2. Gathering too many or too few respondents
Depending on the scope of your study, there has to be a limit to the number of respondents recruited. You wouldn’t want to over-recruit participants and end up taking so much time accommodating them all – especially if there’s no need to.
If they get bored or uninterested during your sessions, it’ll be easy for them to opt out of your study. The solution is to keep your participants at a minimum, say about 6 to 10 participants. Keep in mind that it’s important to have a backup plan in case any original participants withdraw or become unavailable at the last minute.
Instead of recruiting a large sample, focus on engaging and gathering in-depth insight from an optimally-sized respondent pool. Quality respondents largely determine the success of your interviews and focus groups.

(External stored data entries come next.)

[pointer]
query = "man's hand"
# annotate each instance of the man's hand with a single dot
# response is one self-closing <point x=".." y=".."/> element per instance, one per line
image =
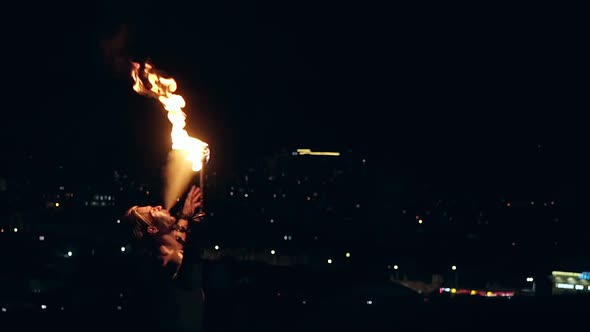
<point x="193" y="200"/>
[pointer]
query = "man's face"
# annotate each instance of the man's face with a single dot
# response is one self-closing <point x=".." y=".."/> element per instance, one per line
<point x="159" y="216"/>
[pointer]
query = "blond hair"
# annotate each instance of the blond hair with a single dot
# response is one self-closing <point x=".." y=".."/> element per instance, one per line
<point x="139" y="223"/>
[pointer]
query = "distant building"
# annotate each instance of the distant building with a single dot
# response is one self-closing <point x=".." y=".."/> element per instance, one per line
<point x="570" y="283"/>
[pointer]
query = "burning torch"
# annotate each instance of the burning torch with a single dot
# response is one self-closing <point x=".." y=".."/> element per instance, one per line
<point x="149" y="82"/>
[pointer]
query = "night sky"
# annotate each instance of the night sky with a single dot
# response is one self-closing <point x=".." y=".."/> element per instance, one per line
<point x="490" y="94"/>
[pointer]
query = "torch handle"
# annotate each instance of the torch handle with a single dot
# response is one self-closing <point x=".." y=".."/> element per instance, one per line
<point x="201" y="214"/>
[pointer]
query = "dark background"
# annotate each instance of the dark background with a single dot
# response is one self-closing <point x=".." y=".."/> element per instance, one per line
<point x="490" y="91"/>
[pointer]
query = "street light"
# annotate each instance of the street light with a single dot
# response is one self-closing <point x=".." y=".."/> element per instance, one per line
<point x="456" y="275"/>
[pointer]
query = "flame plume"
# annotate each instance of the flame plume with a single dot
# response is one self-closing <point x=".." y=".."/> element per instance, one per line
<point x="148" y="82"/>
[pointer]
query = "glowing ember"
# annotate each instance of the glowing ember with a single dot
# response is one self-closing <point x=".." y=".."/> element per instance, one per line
<point x="163" y="89"/>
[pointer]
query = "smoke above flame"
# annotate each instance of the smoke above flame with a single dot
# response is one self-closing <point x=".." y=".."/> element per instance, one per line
<point x="184" y="147"/>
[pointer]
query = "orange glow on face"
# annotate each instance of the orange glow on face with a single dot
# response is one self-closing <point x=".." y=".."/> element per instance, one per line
<point x="163" y="89"/>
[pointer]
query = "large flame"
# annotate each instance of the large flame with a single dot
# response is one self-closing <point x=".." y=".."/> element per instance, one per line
<point x="163" y="89"/>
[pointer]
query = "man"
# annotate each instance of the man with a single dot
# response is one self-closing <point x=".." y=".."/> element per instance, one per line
<point x="168" y="272"/>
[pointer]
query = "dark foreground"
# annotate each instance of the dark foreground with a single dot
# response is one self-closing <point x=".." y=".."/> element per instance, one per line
<point x="288" y="300"/>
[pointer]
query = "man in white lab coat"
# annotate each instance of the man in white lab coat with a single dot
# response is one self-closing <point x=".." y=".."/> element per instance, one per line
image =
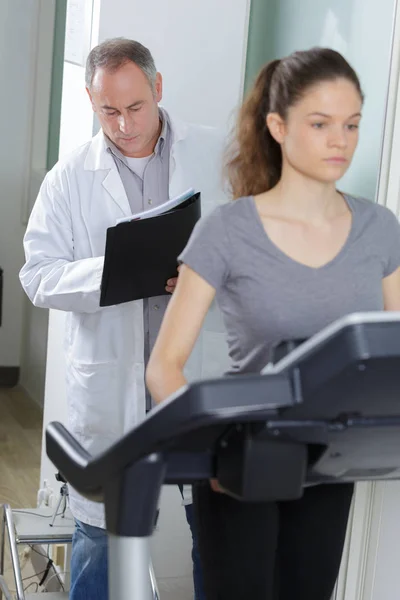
<point x="141" y="157"/>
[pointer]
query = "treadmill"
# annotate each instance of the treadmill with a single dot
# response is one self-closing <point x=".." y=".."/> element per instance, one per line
<point x="326" y="411"/>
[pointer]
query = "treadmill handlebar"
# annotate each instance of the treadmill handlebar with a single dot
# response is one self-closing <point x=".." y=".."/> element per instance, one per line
<point x="199" y="406"/>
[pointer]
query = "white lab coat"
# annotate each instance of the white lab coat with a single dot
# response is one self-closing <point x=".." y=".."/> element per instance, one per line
<point x="64" y="247"/>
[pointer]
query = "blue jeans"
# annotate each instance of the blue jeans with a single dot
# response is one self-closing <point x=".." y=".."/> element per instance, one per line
<point x="89" y="562"/>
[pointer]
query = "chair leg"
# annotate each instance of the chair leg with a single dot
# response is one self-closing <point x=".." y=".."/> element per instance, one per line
<point x="2" y="545"/>
<point x="9" y="523"/>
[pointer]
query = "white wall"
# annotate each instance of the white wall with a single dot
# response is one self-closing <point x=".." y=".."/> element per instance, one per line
<point x="198" y="47"/>
<point x="36" y="320"/>
<point x="17" y="43"/>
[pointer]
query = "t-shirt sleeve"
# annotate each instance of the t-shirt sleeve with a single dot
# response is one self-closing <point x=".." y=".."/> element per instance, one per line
<point x="391" y="243"/>
<point x="207" y="251"/>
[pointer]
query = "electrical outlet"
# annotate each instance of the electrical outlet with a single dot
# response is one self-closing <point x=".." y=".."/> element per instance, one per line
<point x="45" y="495"/>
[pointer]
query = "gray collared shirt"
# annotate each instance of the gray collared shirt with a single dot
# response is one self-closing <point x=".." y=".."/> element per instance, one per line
<point x="144" y="191"/>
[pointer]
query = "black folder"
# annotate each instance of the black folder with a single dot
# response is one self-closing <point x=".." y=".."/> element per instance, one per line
<point x="141" y="255"/>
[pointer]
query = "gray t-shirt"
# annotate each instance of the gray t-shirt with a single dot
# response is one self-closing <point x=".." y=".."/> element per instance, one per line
<point x="267" y="297"/>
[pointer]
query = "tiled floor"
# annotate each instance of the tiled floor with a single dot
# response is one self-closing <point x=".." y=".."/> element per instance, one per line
<point x="20" y="450"/>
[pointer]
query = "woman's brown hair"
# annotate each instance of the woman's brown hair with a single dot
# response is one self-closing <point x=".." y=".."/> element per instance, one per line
<point x="254" y="161"/>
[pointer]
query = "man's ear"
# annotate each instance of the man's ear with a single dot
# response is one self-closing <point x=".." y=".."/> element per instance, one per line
<point x="276" y="126"/>
<point x="158" y="86"/>
<point x="91" y="99"/>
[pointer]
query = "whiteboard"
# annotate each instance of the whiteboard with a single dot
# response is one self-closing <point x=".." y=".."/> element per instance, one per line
<point x="78" y="31"/>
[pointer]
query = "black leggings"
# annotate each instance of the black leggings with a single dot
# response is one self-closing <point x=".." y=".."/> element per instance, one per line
<point x="272" y="550"/>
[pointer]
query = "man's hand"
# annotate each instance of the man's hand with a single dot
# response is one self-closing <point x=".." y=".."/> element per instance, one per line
<point x="171" y="283"/>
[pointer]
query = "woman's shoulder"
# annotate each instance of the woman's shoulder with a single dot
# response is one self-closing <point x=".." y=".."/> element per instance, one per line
<point x="370" y="211"/>
<point x="232" y="208"/>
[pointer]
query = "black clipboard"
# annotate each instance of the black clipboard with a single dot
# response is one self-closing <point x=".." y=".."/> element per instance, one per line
<point x="141" y="255"/>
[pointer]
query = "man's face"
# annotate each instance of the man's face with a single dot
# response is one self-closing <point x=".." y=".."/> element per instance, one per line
<point x="127" y="108"/>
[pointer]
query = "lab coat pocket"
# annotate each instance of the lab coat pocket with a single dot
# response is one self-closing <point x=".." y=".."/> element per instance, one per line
<point x="96" y="398"/>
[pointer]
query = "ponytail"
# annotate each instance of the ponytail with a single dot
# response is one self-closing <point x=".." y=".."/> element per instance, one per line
<point x="255" y="161"/>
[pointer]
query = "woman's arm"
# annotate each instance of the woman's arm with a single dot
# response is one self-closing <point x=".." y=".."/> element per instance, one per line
<point x="179" y="331"/>
<point x="391" y="291"/>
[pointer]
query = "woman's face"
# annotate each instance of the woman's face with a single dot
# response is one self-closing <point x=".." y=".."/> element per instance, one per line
<point x="320" y="134"/>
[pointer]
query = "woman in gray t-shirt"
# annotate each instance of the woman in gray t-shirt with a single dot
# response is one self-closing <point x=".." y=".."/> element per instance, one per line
<point x="290" y="255"/>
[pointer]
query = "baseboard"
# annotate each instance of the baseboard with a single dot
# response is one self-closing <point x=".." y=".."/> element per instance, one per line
<point x="9" y="376"/>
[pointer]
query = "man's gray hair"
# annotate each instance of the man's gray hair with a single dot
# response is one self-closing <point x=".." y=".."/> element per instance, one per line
<point x="113" y="54"/>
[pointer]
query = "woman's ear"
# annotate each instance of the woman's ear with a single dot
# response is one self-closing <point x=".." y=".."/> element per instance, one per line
<point x="276" y="126"/>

3. Not investing in the right software or service provider
Since your online qualitative research will heavily depend on technology, having a reliable software or service provider is essential. When looking for a provider, consider these three main things:
Choose a provider that aligns with your research objectives. Its qualitative solutions should be catered to your project goals while also providing you with the support you need. This helps simplify the research process because you don’t have to resort to different external platforms just to perform specific functions.
Ease of Use
Imagine being a respondent navigating through the platform. If you find yourself lost in a sea of content and can’t find the right buttons to click, you’ll most likely lose interest in participating in the study. For this reason, a platform’s user interface and intuitiveness should be a primary consideration when conducting online qualitative research.
Ensure that the software provider has security measures in place to protect respondents’ personally identifiable information and prevent it from getting leaked. Look for tools that include video blurring and audio masking, especially for highly sensitive studies.
Opting for a particular software just because it’s cheaper may ultimately cost you more if a technical glitch suddenly jeopardizes data. Consider a provider that complies with GDPR, HIPAA, and other data privacy laws to assure respondents that their information will remain private and secure.